For those that are unfamiliar with the book, it’s about a 10 year old girl, Katie John, who is forced to move to a small town in Missouri. Her great-aunt has died, and the parents have to fix up and sell the house. Katie is stubborn and head strong, and prone to getting in trouble. As I read, I didn’t really fall in love with Katie. She was just too much–somehow she didn’t seem as real as some of those other children we know and love in kidlit. But I kept reading because I had fallen head over heels in love with the house–a big, rambling 1870s (or late 1860s, it wasn’t clear) house on a bluff. Full of things that 20th (or 21st) century children just don’t understand.
Katie doesn’t love the house at first. In the first paragraph, she asks herself: Does it really look as horrible as it had when they arrived last night? Oh, worse, Katie John groaned. But then, she meets a neighbor girl and discovers there is a good chance the house is haunted. What kid doesn’t love a good ghost? As they investigate the “haunted” room, Katie John discovers a small hole in the wall, through which she can hear her parents’ voices. Being Katie John, she sticks her finger in the hole–and gets stuck. Her dad teases her: ‘Stop wiggling,’ he told her mildly. ‘The old house likes you. It was trying to get a good hold on you.’ Katie laughed as her sore finger slipped out of the hole, but she set her chin. ‘Well, it hasn’t got me yet.’
As the summer continues, Katie continues to explore the town and the house. She rides in the dumb-waiter (and gets stuck–she gets stuck a lot!). She finds old trunks in the attic and tries on her Great-Aunt Emily’s wedding dress. When I was 12, we inherited my great-grandmother’s 1896 wedding dress.
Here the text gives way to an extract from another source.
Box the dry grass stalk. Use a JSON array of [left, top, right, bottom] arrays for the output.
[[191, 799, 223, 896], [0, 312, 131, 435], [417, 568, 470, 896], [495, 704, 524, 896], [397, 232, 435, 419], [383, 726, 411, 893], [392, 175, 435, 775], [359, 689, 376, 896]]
I was so excited about wearing it but discovered that there was no way it would fit–the men’s suit fit me quite nicely though. So I must admit, I was a bit jealous of Katie John.
And then the house is threatened. Someone plans to buy it and chop it into apartments. But Katie John has just realized that she loves this house.
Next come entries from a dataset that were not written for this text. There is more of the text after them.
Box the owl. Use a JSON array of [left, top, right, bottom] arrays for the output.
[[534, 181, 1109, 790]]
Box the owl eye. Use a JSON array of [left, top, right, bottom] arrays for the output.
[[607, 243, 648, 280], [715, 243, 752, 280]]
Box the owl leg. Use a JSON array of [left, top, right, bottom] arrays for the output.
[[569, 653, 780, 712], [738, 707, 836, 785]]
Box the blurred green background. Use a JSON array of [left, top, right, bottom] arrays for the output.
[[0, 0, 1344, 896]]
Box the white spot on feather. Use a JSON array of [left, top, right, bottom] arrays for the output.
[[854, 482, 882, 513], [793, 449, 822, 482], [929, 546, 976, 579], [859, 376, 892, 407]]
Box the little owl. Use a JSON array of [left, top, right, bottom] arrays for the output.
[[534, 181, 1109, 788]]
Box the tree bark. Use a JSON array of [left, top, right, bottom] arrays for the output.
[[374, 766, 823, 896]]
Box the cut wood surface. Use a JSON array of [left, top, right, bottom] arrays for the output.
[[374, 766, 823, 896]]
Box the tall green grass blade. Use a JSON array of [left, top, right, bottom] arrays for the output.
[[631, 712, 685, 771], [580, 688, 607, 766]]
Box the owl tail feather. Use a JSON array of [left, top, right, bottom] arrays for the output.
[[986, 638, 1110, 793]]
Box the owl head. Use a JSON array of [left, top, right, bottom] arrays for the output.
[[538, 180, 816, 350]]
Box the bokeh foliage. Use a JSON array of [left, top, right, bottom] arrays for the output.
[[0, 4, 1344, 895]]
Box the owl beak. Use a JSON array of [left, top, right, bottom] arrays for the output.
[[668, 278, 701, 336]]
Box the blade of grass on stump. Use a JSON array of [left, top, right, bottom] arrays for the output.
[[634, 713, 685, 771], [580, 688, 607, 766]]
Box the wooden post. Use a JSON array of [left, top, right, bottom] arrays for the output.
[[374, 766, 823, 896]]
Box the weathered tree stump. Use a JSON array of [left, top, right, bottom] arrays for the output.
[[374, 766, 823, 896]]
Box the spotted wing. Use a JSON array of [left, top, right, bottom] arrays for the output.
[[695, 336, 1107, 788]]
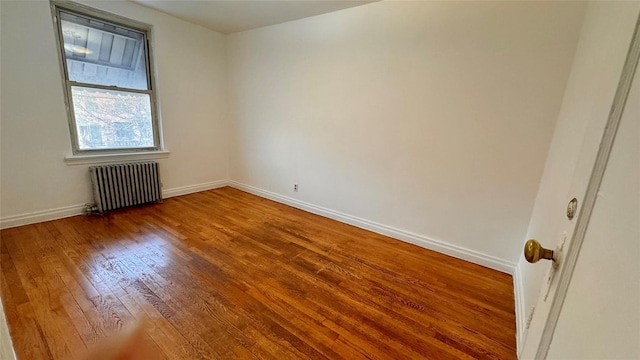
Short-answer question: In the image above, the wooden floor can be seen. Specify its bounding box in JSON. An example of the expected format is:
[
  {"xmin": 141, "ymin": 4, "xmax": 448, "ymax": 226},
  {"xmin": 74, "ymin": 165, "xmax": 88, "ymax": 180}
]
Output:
[{"xmin": 0, "ymin": 188, "xmax": 516, "ymax": 359}]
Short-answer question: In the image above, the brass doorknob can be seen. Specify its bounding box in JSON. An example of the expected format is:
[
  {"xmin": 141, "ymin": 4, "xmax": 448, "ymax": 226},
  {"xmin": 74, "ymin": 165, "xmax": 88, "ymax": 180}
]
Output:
[{"xmin": 524, "ymin": 239, "xmax": 553, "ymax": 264}]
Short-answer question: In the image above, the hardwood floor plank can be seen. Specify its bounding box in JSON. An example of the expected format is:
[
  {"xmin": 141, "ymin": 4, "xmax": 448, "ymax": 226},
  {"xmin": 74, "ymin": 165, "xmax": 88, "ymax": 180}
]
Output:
[{"xmin": 0, "ymin": 188, "xmax": 516, "ymax": 359}]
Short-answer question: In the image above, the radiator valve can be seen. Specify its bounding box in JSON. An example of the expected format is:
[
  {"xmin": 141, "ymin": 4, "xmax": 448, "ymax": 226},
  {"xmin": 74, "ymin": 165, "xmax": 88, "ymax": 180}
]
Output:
[{"xmin": 84, "ymin": 204, "xmax": 98, "ymax": 215}]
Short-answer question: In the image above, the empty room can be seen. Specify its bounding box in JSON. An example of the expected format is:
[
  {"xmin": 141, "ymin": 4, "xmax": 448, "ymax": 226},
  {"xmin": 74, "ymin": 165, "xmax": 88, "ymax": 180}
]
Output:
[{"xmin": 0, "ymin": 0, "xmax": 640, "ymax": 360}]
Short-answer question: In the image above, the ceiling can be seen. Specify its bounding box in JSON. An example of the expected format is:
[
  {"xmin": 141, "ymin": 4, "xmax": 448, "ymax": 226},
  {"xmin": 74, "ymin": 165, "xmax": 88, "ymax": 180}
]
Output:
[{"xmin": 132, "ymin": 0, "xmax": 374, "ymax": 34}]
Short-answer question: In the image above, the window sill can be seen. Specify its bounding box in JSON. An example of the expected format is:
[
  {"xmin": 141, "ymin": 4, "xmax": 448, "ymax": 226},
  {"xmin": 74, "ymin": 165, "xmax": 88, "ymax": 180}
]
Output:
[{"xmin": 64, "ymin": 150, "xmax": 170, "ymax": 165}]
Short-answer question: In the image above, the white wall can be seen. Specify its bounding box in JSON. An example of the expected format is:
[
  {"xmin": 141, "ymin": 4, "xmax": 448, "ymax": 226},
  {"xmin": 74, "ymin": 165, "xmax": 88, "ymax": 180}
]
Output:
[
  {"xmin": 516, "ymin": 2, "xmax": 640, "ymax": 358},
  {"xmin": 0, "ymin": 1, "xmax": 229, "ymax": 224},
  {"xmin": 227, "ymin": 2, "xmax": 584, "ymax": 271}
]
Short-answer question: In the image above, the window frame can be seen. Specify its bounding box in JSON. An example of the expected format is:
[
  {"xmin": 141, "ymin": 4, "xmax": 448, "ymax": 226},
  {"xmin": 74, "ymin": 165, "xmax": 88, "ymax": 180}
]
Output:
[{"xmin": 49, "ymin": 0, "xmax": 164, "ymax": 156}]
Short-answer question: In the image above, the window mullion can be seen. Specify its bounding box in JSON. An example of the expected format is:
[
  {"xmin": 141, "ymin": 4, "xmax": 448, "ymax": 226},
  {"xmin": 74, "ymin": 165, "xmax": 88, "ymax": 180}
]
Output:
[{"xmin": 68, "ymin": 80, "xmax": 152, "ymax": 95}]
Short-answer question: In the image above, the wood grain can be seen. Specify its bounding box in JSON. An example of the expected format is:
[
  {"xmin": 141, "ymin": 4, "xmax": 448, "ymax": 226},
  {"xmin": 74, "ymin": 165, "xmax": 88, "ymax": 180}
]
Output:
[{"xmin": 0, "ymin": 188, "xmax": 516, "ymax": 359}]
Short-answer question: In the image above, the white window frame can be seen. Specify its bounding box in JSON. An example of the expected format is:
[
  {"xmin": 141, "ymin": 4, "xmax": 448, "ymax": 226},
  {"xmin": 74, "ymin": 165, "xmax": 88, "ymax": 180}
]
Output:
[{"xmin": 50, "ymin": 0, "xmax": 168, "ymax": 156}]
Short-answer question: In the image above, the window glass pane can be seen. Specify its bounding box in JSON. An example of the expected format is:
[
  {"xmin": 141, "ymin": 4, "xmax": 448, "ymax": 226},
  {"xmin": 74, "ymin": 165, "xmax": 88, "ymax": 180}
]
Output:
[
  {"xmin": 71, "ymin": 86, "xmax": 154, "ymax": 150},
  {"xmin": 60, "ymin": 12, "xmax": 148, "ymax": 90}
]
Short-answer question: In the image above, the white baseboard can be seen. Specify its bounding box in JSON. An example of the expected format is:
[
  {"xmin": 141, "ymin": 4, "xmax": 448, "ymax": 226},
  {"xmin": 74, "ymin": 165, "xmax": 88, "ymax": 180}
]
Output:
[
  {"xmin": 162, "ymin": 179, "xmax": 229, "ymax": 199},
  {"xmin": 0, "ymin": 204, "xmax": 85, "ymax": 229},
  {"xmin": 0, "ymin": 180, "xmax": 229, "ymax": 229},
  {"xmin": 0, "ymin": 301, "xmax": 16, "ymax": 360},
  {"xmin": 228, "ymin": 180, "xmax": 515, "ymax": 274},
  {"xmin": 513, "ymin": 264, "xmax": 527, "ymax": 358}
]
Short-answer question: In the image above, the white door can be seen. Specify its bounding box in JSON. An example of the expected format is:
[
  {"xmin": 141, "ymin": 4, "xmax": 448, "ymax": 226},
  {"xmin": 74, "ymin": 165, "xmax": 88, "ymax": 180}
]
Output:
[
  {"xmin": 519, "ymin": 2, "xmax": 640, "ymax": 359},
  {"xmin": 548, "ymin": 48, "xmax": 640, "ymax": 359}
]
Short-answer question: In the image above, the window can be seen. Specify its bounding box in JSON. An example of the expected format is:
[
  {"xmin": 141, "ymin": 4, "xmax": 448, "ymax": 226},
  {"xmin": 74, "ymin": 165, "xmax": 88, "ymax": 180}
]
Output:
[{"xmin": 51, "ymin": 1, "xmax": 160, "ymax": 155}]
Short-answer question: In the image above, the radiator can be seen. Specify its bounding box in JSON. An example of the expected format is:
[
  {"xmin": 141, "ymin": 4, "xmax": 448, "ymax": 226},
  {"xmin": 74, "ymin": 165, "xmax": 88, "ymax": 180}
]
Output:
[{"xmin": 89, "ymin": 161, "xmax": 162, "ymax": 213}]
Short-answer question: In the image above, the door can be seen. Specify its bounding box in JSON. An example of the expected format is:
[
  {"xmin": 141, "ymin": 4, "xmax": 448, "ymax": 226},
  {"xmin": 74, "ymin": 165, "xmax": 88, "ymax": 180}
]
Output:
[
  {"xmin": 521, "ymin": 2, "xmax": 640, "ymax": 359},
  {"xmin": 548, "ymin": 43, "xmax": 640, "ymax": 359}
]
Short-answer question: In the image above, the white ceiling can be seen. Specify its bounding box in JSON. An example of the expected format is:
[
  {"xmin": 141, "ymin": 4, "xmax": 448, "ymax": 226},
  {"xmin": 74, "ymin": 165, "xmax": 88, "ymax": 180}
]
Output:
[{"xmin": 132, "ymin": 0, "xmax": 377, "ymax": 34}]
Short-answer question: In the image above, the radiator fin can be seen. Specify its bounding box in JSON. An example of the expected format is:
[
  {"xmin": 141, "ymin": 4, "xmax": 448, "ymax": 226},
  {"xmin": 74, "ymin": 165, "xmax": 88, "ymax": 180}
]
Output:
[{"xmin": 89, "ymin": 161, "xmax": 162, "ymax": 213}]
Lovingly, Katie looked at all the signs of the Clark family, gleaming in soft lamplight or shadowy in corners–the polished dark woods, the vases and china collected over the years, Great-grandfather’s paintings on the walls, Great-Aunt Emily’s crocheted doilies on Katie’s reading chair. Her fingers smoothed the yellow wood of the door frame. The good house that Great-grandfather built. The good home.
Suddenly Katie John knew why Aunt Emily had never left this house, had never gone away for new adventure when it was clear that she wouldn’t marry.
Because this was home.
As simple as that. Because this was where she belonged.
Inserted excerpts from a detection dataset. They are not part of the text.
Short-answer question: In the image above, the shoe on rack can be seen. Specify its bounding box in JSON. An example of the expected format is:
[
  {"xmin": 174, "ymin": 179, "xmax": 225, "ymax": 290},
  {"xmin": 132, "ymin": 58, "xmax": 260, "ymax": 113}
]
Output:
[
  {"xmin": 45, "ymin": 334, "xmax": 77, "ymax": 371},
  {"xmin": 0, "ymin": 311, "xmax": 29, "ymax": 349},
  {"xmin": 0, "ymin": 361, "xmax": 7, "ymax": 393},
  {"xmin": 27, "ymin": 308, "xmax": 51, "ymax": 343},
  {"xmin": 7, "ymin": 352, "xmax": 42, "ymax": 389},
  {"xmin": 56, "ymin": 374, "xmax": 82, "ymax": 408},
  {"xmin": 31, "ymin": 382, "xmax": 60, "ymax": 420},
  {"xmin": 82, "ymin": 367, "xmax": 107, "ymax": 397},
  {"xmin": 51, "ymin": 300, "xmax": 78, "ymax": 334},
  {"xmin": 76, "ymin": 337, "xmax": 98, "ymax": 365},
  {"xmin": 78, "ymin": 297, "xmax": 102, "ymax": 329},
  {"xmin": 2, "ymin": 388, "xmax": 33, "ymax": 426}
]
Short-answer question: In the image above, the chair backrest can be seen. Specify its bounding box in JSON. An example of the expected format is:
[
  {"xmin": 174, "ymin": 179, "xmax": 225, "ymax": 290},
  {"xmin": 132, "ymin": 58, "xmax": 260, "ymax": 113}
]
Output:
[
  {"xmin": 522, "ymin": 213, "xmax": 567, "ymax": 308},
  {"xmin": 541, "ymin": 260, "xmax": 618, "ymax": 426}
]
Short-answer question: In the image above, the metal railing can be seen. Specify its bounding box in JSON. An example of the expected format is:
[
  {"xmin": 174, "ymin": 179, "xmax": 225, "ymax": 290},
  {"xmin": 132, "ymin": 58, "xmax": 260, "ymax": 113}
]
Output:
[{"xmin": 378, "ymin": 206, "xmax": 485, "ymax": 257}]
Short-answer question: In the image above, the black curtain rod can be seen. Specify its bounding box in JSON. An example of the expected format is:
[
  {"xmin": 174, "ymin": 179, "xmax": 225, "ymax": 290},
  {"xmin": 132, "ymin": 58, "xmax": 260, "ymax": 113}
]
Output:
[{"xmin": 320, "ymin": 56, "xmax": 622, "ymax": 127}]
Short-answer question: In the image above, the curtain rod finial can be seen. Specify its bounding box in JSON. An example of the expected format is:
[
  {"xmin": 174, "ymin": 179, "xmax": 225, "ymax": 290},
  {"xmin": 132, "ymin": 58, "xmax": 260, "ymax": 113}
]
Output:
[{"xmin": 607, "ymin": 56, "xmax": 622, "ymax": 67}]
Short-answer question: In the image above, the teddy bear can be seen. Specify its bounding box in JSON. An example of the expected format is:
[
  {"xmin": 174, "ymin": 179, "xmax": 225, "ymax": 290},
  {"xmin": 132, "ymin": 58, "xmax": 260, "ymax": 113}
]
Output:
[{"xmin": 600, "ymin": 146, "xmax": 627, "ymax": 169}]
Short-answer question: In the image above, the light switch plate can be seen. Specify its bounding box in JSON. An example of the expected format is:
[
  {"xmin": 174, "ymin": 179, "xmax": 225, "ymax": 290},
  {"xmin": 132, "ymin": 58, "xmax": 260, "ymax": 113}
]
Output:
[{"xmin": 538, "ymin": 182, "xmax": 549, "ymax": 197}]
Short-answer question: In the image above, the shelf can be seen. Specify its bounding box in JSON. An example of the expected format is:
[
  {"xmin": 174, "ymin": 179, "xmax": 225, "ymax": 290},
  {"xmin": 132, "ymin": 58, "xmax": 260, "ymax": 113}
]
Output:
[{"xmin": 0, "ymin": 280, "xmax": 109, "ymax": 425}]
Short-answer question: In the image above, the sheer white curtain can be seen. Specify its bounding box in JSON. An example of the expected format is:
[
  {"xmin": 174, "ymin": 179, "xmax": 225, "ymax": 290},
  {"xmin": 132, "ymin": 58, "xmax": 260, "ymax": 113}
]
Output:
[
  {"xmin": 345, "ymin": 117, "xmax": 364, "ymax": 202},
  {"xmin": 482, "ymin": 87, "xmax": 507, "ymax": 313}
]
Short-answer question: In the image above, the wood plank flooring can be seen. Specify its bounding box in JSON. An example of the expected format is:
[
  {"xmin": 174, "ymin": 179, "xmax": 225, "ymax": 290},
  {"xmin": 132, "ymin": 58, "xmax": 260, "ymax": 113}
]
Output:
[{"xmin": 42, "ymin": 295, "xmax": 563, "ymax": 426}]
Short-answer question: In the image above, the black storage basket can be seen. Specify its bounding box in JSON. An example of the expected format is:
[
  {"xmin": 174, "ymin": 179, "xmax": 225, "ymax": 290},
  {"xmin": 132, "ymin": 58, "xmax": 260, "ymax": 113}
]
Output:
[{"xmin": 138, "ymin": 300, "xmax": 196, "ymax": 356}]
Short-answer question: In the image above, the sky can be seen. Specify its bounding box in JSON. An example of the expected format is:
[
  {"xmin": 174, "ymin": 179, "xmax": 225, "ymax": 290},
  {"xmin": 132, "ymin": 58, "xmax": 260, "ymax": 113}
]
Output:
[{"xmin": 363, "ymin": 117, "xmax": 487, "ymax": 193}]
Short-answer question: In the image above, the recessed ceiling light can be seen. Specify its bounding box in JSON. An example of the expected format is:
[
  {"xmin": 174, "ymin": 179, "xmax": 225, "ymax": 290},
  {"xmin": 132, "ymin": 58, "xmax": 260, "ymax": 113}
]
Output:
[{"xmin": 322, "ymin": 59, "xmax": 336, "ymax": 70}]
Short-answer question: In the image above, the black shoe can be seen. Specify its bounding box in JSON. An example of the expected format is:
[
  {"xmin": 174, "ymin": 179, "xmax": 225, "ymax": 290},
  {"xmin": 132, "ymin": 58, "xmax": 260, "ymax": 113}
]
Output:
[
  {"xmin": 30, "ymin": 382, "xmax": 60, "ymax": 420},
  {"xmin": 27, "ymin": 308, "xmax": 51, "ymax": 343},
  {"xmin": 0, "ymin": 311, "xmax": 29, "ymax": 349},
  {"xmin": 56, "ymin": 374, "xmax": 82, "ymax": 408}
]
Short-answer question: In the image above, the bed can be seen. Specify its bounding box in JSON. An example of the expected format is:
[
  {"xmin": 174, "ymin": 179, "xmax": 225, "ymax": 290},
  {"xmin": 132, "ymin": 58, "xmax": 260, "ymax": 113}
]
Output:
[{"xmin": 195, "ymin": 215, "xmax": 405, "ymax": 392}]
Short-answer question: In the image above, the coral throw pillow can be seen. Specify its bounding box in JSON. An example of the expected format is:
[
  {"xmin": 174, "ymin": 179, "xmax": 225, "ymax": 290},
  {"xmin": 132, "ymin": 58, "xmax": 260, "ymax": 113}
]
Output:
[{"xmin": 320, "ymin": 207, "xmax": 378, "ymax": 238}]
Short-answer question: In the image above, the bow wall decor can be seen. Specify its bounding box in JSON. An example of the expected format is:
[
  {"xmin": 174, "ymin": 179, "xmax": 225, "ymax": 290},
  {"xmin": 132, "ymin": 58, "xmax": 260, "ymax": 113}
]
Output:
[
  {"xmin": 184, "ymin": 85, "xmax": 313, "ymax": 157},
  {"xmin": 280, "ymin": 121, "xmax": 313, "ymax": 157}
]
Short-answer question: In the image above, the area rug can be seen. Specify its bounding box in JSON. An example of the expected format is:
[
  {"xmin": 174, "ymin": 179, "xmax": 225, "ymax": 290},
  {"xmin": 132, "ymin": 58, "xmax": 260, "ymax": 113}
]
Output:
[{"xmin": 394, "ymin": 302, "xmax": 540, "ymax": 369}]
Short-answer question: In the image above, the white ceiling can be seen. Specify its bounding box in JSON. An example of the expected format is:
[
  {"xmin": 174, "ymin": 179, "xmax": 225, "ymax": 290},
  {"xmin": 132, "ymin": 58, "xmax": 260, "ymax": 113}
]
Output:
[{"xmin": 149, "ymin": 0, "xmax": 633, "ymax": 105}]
The next thought came as surely as summer followed spring: This is where I belong, too.
Katie figures out a plan (one her parents had also thought of) to take in boarders. She even secures the first tenant–her teacher. (Though wouldn’t having your teacher live in the same house be every kid’s worst nightmare?) But such a plan will only work if Katie helps with the housework–and because Katie loves the house so, she’s willing to change her 10 year old ways and help out. Up until the last chapter, I wasn’t sure I would read the rest of the books in the series, but the plans for the house make it irresistable.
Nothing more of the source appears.